Outrage over drivers being fined in Sydney for exceeding the limit of just 3 km/h in the 50 km/h zone

Outrage at Sydney motorists being fined for driving just a few miles above the speed limit, fearing police have secretly lowered camera tolerance

  • Sydney driver Justin said he had been fined four times in the past three weeks
  • He said he was speeding between 3km and 6km in the 50km/h zone
  • Motorcycle expert Josh Dowling said the government has lowered the speed limit

Sydney police have been accused of secretly reducing the speeding fine after motorists were fined for barely going over the speed limit.

Justin, who has been driving on Sydney’s north coast for some 20 years, said he has been fined four times in the past month for driving between 3km/h and 6km/h over the limit in a 50km zone. /you.

“I’ve done something wrong, I’m not denying it, but I was beginning to think it couldn’t be a coincidence… something must have changed,” he said. 2GB radio on Thursday.

Josh Dowling, the national auto editor for Drive.com, said he believed the government was secretly reducing tolerance for speed cameras to catch drivers driving slightly over the limit.

“This is a shame, as the portable signs around speed camera locations were removed, they also lowered the barrier for people to cross the line,” he said.

“It means they’re catching many, many more people than before.”

Mr Dowling said that although it was not known what the threshold was, it was clear from Justin’s experience that the police were cracking down on motorists around Sydney.

The changes would have come into effect about nine months ago, Mr Dowling said.

NSW Transport said it could not comment on speed camera tolerance.

However, since the beginning of the year, $22 million in fines have been issued for low-speed speeding violations, up 1,500 percent from the same period last year.

Justin said he did not believe it was a ‘good judgment’ by the government to issue such fines amid the Covid-19 outbreak and the lockdown in Sydney.

A driver in Sydney was fined for driving just 3 km over the limit in a 50 km/h zone

A driver in Sydney was fined for driving just 3 km over the limit in a 50 km/h zone

In NSW, for speeds up to 10 km/h above the limit, the fine is $123 and one penalty point.

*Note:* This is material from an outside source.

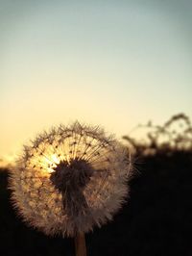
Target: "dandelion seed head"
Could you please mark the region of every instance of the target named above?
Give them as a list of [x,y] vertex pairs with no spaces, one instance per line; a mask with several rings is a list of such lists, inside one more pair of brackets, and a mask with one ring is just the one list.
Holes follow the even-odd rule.
[[75,236],[112,218],[128,195],[128,152],[98,126],[75,122],[24,146],[12,170],[12,200],[30,225]]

“After this pandemic is over, there will be fines everywhere,” Justin said.

Mr Dowling said drivers should pay attention to the road and not constantly check their speedometer.

“Picking people out for a few miles over the limit isn’t about road safety, it’s clearly about getting the money in the bank,” he said.

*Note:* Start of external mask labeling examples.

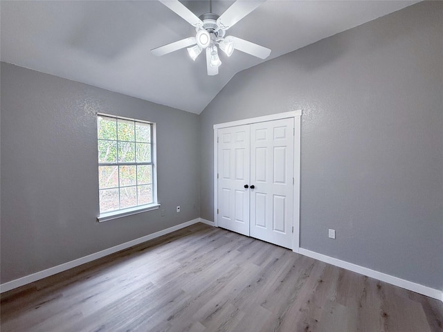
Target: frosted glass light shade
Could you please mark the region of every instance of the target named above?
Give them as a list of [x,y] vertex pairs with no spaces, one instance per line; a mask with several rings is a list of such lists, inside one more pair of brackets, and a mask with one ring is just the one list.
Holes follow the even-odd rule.
[[186,48],[188,50],[188,53],[189,53],[189,56],[191,57],[192,60],[195,61],[197,57],[201,53],[201,48],[198,45],[194,45],[193,46],[188,47]]
[[210,43],[210,35],[205,29],[199,30],[195,35],[197,44],[201,48],[206,48]]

The government has previously been criticized for removing the warning signs for mobile speed cameras.

The decision to remove the signs left drivers coughing up $4 million for low-speed driving violations in May alone, according to opposition leader Chris Minns.

Minns labeled the removal of warning signs a “blatant money robbery” and called for a return to highly visible policing on the roads.

Since the beginning of the year, a total of $22 million in fines has been issued in NSW for low-speed speeding violations, an increase of 1,500 percent from the same period last year.

Since the beginning of the year, a total of $22 million in fines has been issued in NSW for low-speed speeding violations, an increase of 1,500 percent from the same period last year.

Since the beginning of the year, a total of $22 million in fines has been issued in NSW for low-speed speeding violations, an increase of 1,500 percent from the same period last year.

“The NSW government has come up with a way to hit families with hundreds of dollars for low-range speeding by hiding the cameras,” he said.

Earlier this month, the government was forced to backtrack as NSW Transport Secretary Andrew Constance announced that fixed warning signs for the mobile speed cameras would be reinstated statewide.

“We are already seeing a change in driver behavior with 3.5 drivers caught by the cameras per enforcement hour in June, compared to 5 drivers per hour in February, and we want that downward trend to continue with these new ones. plates,” he said. .

“Speeding is the leading cause of death on our roads, last year nearly 50 percent of fatalities were caused by someone driving at an inappropriate speed.”